By midafternoon on April 5, the heads of the seven governing golf bodies got together on a telephone call for what was, Davis said, about the 40th time since March. It was agreed that the U.S. Open at Winged Foot would assume the mid-September spot vacated by the British Open. Though that was the plan, it was still viewed as conditional.
On the same day, New York state's death toll from the coronavirus climbed above 4,000, although Gov. Andrew Cuomo pointed to early indications that the crisis could be plateauing.
Larry Schwartz, Cuomo's former chief of staff who rejoined the governor's administration during the COVID-19 crisis, first contacted the USGA in May, not long after Cuomo had announced his support for professional sports to return in New York if the state's tally of virus cases sustained a decline and if the sports adhered to strict safety protocols. Schwartz had worked with the USGA the last time the U.S. Open was at Winged Foot, in 2006.
But it wasn't until July that Schwartz's dialogue with the USGA intensified as he, along with Dr. Howard A. Zucker, the state health commissioner, reviewed the safety guidelines prepared for the U.S. Open, which were modeled after those in place on the PGA Tour since its restart in mid-June.
Schwartz advised Cuomo that the USGA's safety protocols not only met state guidelines, but also went a step farther by insisting that the several hundred volunteers needed to run the championship would be entirely from the New York area. Typically, U.S. Open volunteers come from all over the world. In addition, at Winged Foot, no one would be permitted on the grounds without first passing a coronavirus test.
There was one sticking point before the state would approve the event: The USGA was holding out hope that a limited number of fans, between 2,000 and 5,000, could still attend the tournament daily, but Cuomo wanted all returning sporting events to be fan-free.
"And it's not open for negotiation," Schwartz said.
On July 29, Cuomo and the USGA announced the U.S. Open would take place in September without spectators.

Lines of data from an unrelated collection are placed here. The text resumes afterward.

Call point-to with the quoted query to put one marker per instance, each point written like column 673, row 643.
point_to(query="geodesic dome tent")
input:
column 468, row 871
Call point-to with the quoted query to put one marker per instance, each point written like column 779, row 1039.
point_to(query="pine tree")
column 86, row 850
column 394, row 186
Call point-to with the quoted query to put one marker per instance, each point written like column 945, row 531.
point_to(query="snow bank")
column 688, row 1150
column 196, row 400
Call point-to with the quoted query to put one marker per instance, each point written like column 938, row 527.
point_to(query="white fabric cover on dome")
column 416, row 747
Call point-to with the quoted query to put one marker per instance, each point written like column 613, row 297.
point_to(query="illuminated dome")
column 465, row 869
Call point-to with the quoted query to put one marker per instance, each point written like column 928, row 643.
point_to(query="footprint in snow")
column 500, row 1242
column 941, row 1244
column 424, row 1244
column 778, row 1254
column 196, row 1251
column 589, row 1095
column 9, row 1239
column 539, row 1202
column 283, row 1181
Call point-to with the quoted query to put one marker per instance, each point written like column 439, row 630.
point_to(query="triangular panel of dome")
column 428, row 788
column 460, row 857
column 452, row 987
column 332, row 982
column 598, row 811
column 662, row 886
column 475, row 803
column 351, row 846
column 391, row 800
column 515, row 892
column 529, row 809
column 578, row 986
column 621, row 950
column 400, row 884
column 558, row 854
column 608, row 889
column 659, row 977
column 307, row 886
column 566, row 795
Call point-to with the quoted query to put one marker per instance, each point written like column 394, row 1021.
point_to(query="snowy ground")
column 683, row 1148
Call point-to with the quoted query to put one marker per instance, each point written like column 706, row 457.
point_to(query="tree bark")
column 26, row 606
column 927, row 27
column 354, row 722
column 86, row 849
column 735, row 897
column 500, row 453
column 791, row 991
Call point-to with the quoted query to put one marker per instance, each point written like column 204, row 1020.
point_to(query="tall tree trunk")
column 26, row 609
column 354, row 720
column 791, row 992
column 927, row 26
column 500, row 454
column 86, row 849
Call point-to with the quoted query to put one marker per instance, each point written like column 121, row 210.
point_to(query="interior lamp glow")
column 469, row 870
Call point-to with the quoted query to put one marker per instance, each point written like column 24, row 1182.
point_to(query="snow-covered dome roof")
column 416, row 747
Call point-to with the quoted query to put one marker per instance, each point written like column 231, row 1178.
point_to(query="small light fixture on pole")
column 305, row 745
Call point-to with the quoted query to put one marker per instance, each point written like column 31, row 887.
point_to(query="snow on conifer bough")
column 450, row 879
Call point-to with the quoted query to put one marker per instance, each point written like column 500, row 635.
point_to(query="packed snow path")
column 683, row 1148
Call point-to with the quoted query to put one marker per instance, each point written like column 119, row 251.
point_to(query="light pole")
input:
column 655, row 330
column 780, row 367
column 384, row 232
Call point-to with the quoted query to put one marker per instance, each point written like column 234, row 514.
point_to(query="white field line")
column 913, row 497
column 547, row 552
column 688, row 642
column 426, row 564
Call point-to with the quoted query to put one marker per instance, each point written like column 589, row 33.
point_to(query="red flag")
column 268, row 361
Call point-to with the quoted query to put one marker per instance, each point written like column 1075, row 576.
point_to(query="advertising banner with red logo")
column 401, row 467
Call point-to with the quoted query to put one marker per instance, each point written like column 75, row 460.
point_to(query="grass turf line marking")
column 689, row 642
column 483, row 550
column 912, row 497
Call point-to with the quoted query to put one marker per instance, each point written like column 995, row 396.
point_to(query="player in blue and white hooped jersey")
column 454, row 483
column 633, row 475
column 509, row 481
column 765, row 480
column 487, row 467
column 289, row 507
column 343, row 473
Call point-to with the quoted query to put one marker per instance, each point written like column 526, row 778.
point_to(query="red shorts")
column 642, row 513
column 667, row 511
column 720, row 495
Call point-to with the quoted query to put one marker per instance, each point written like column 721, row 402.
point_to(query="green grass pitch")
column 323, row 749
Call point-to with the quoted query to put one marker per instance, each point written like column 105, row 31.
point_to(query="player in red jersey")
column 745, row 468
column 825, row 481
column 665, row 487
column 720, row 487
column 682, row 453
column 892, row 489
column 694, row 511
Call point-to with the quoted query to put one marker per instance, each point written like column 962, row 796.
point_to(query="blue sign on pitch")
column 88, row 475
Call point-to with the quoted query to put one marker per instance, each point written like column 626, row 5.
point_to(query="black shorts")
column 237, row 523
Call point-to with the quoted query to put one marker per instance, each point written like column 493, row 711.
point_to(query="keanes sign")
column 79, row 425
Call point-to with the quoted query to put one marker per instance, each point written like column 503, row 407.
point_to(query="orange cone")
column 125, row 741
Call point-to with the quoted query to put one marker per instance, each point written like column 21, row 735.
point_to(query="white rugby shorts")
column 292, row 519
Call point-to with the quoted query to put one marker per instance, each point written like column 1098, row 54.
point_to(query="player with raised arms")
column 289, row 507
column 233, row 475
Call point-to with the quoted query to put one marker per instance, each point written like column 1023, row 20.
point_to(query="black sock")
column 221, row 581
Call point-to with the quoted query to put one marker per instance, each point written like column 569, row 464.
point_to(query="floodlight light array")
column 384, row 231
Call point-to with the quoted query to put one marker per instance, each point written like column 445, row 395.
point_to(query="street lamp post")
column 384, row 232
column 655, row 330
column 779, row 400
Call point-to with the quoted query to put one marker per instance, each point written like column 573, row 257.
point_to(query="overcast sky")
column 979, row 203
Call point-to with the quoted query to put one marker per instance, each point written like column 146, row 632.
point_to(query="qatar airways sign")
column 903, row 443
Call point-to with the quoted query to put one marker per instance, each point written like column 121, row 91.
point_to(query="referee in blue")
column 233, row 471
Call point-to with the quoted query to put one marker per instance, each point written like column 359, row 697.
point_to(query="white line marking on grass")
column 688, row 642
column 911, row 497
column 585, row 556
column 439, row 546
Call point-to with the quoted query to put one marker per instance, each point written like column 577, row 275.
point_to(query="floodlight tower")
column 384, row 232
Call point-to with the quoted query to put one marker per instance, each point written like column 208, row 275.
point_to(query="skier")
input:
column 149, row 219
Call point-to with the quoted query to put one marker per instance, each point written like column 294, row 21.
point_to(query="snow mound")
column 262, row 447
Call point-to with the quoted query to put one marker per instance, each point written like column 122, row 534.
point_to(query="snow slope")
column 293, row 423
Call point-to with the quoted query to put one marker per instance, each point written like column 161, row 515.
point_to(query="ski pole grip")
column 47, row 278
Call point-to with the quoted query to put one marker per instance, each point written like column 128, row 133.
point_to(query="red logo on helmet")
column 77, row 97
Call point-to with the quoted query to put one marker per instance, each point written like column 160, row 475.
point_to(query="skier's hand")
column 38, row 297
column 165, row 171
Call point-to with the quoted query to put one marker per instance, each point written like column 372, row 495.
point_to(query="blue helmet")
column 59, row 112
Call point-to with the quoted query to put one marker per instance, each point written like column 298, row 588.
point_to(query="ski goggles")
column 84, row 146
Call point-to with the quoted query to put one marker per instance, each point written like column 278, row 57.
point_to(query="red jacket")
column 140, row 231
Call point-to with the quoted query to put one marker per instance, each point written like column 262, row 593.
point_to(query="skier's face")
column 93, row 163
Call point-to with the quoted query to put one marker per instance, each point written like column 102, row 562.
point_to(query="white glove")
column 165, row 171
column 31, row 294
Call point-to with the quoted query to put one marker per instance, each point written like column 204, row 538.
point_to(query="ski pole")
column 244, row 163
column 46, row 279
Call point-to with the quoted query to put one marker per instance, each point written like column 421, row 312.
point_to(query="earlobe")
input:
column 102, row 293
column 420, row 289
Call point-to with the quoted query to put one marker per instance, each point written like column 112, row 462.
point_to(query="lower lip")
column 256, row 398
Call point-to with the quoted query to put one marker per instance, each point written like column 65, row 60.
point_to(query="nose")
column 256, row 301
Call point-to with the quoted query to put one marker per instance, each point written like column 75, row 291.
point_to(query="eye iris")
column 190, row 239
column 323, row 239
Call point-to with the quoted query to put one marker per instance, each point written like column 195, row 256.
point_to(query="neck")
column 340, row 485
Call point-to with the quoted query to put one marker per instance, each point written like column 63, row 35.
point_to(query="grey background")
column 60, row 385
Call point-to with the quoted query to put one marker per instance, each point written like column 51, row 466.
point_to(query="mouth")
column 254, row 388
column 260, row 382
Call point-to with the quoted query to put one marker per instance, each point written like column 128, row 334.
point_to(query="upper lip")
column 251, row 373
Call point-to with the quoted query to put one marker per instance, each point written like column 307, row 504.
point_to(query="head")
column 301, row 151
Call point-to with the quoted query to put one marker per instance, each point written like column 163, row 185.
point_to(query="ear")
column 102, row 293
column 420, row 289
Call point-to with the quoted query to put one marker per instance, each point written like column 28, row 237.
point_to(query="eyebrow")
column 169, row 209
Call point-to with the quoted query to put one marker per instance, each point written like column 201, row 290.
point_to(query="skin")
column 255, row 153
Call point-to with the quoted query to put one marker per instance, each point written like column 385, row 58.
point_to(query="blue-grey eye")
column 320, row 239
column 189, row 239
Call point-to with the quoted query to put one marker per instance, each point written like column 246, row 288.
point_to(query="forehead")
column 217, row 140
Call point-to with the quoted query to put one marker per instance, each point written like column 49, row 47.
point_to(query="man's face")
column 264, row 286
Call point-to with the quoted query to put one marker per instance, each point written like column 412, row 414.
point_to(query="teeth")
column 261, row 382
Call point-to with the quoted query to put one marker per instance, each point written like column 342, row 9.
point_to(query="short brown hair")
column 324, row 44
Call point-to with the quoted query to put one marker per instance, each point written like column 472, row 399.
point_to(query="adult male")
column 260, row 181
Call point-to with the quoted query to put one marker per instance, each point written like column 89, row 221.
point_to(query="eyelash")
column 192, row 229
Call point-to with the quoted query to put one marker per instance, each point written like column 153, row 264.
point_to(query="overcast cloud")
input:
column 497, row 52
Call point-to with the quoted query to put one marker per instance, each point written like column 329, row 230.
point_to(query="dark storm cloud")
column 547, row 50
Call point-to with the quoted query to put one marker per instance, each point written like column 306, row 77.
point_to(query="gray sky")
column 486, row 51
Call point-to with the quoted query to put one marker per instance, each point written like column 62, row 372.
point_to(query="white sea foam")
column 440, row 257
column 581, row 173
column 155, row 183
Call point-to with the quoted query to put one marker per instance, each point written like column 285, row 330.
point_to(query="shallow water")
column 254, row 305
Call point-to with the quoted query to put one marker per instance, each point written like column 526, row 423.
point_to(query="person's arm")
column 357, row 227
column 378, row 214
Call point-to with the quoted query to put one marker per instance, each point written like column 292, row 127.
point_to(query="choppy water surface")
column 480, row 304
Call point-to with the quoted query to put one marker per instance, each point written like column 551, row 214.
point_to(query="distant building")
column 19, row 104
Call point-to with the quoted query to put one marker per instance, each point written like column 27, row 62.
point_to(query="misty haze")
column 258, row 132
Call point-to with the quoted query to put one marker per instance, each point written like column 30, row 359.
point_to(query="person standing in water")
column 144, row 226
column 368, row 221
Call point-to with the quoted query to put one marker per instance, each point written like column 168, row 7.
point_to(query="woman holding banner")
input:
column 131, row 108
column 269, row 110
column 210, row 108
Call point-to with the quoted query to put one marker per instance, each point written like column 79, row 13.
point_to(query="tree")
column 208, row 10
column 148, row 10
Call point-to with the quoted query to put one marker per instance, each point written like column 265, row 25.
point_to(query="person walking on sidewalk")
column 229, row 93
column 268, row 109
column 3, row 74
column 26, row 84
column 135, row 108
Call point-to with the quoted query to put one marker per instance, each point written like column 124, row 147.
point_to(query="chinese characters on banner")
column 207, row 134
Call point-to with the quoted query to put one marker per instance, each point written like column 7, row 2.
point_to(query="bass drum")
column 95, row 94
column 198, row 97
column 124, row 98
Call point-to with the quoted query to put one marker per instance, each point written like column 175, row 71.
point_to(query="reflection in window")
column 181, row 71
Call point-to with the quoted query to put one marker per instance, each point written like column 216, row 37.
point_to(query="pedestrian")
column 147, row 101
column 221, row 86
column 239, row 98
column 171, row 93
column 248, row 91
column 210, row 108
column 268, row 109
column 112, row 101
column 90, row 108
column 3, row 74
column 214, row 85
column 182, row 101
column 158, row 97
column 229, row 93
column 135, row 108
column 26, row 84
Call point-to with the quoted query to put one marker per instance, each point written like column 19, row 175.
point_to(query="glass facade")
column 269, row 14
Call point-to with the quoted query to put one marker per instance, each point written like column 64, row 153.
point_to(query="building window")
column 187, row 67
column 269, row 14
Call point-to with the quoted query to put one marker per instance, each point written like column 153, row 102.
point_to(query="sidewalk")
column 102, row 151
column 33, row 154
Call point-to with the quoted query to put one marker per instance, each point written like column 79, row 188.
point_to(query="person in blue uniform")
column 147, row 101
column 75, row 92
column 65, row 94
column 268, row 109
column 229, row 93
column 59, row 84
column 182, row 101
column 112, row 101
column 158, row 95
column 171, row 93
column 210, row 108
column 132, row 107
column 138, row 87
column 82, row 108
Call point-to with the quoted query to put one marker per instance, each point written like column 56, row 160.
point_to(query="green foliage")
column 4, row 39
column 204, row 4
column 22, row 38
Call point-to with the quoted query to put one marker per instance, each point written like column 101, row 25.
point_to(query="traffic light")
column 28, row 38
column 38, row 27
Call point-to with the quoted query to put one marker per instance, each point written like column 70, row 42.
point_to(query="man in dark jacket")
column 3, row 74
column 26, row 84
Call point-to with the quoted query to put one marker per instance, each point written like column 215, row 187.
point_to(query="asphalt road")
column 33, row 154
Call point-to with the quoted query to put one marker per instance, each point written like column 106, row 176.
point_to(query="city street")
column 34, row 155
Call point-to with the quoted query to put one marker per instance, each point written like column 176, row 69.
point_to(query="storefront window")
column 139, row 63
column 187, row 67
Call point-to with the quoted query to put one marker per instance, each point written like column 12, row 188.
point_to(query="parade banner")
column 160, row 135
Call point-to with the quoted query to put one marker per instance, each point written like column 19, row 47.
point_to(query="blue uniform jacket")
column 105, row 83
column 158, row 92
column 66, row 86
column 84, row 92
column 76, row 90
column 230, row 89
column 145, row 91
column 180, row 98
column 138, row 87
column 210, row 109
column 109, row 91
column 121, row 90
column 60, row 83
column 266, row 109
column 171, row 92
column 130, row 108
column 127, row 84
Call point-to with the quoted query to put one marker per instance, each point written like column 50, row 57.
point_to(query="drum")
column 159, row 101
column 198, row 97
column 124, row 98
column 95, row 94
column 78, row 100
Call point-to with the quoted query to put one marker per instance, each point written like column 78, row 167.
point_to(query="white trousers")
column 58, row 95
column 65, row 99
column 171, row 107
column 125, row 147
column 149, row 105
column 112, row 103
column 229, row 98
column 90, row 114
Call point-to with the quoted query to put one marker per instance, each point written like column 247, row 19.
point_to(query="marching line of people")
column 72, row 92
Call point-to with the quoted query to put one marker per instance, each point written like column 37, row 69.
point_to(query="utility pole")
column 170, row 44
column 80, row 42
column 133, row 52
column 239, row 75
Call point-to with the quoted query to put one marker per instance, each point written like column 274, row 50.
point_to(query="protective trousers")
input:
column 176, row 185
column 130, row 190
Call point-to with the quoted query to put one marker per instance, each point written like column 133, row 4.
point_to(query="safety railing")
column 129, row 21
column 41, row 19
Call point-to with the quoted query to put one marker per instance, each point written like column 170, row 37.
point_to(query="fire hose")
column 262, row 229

At Winged Foot, already several years into the arrangements for its sixth U.S. Open, there was renewed excitement, although not exactly celebration. The angst of March was not yet distant and may not be for a while.
"You have to keep going back to the context of things," Burns, the club's general manager, said. "You'd have to be living somewhere else to not understand that it's still a very serious moment in time."
Burns is heartened that club members are enthusiastic about being recruited to serve as New York-based U.S. Open volunteers, but he is also disappointed that because it is a fan-free event, businesses in the nearby village of Mamaroneck will not benefit from an influx of nearly 40,000 spectators daily. Burns had rented trolleys to shuttle fans from the club to the village and to a large waterfront park where food trucks and entertainment would serve as a hub for a festival-type atmosphere.
Justin Zeytoonian, the general manager of the Smokehouse Tailgate Grill in Mamaroneck, said he had estimated that the U.S. Open, including practice rounds, would have meant an additional $20,000 in revenue for his restaurant.
Latimer, the Westchester County executive, said he expected that the area would see only 20% of the usual economic benefit a U.S. Open yields. The nonprofit USGA reported that the 2019 championship generated $165 million in revenue, with $70 million in profit that funds numerous golf initiatives nationwide, as well as more than a dozen other championships the association conducts. The USGA has cancellation insurance, but Davis said that the organization's loss on this year's featured event would still be "well into eight figures."
But as the U.S. Open that almost never was approaches in Westchester County, few are thinking in monetary terms.
"From a symbolic standpoint, it will be important to crown a champion in New York and to do it literally a town over from the epicenter of COVID-19," Davis said. "That would be memorable and inspiring."